March 15th, 2010 | Leave a Reply »

Those of us who have been working in the mortgage industry for more than just a few years will agree that these are most interesting times.  Borrowers who took advantage of variable rate mortgage offerings a few years back are now confronted with the hard question, “Do I look at locking into a fixed longer term mortgage or do I continue to “float” at a deeply discounted interest rate?”  The one thing that I have learned about this business is that there is nothing more constant than change.  Rates go up and rates go down.  Rate volatility can happen for many reasons and some times not for the reasons a borrower expects, like a tight supply of mortgage funds or a Financial Institution’s Fund Matching requirements.

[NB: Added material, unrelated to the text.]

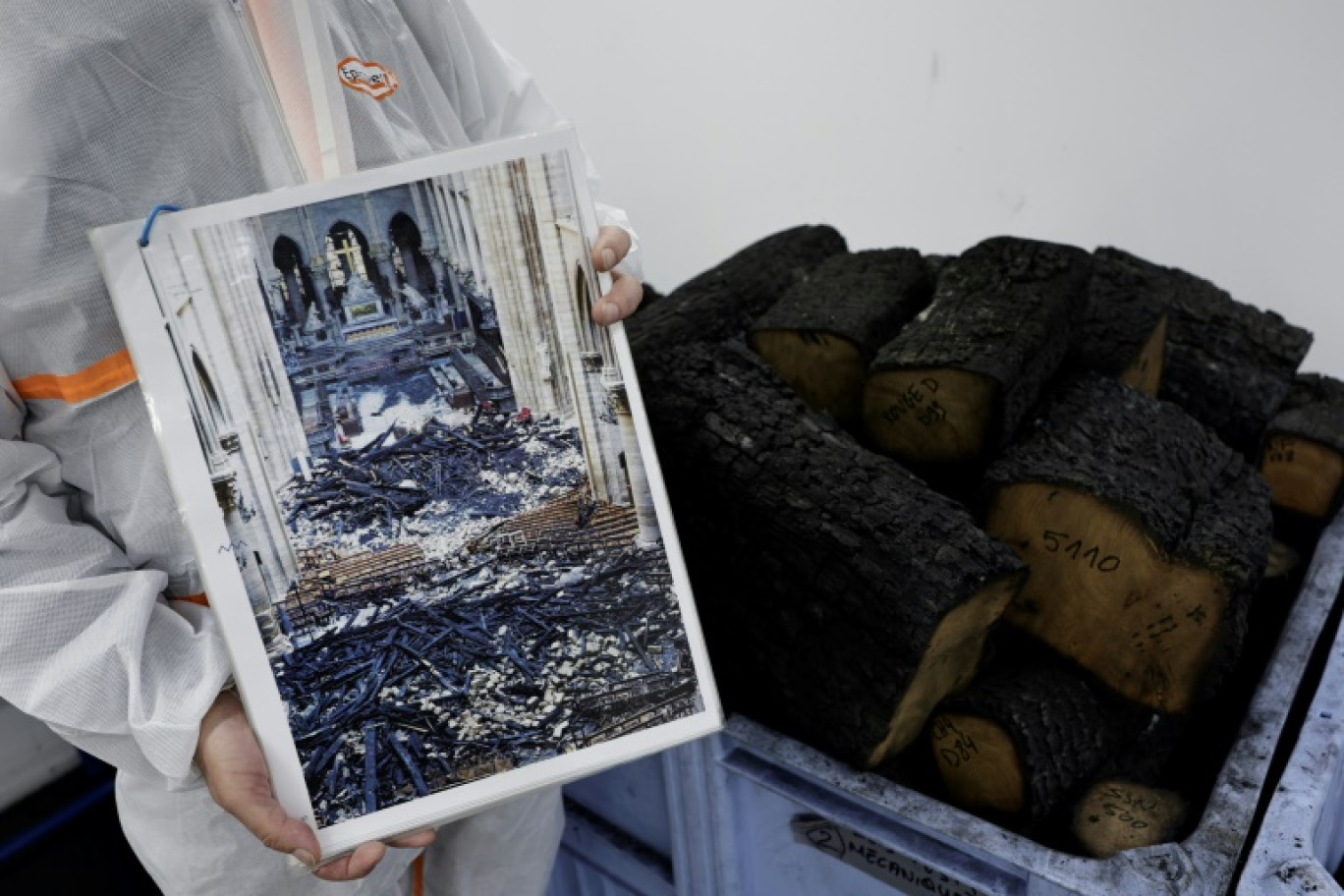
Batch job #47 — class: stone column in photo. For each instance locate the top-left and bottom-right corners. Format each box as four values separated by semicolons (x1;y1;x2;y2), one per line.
606;380;662;546
368;243;410;326
308;255;341;343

I agree that there are many economic reasons not to expect large increases in Canadian Mortgage Interest rates in the near future.  However, based on the Bank of Canada’s position calling for an increase to the prime rate starting this summer, current mortgage underwriting guidelines that get less flexible every day, plus a recent trend that shows an increase in the 5 to 10 year Canadian Government Bond Rates, it may now be time to take a hard, honest look at the affordability issue of mortgage payments.

If interest rate were to jump 1%, 2% or 3%, would you still be comfortable with your shelter costs?  Always remember that we are dealing with historically low mortgage interest rates.  Some lenders offer the option of a split mortgage term.  This permits a mortgagor to leave a portion of their mortgage floating while at the same time locking in a portion at a fixed longer term.  This may well be a product that borrowers will start to embrace as a prudent option over the coming months.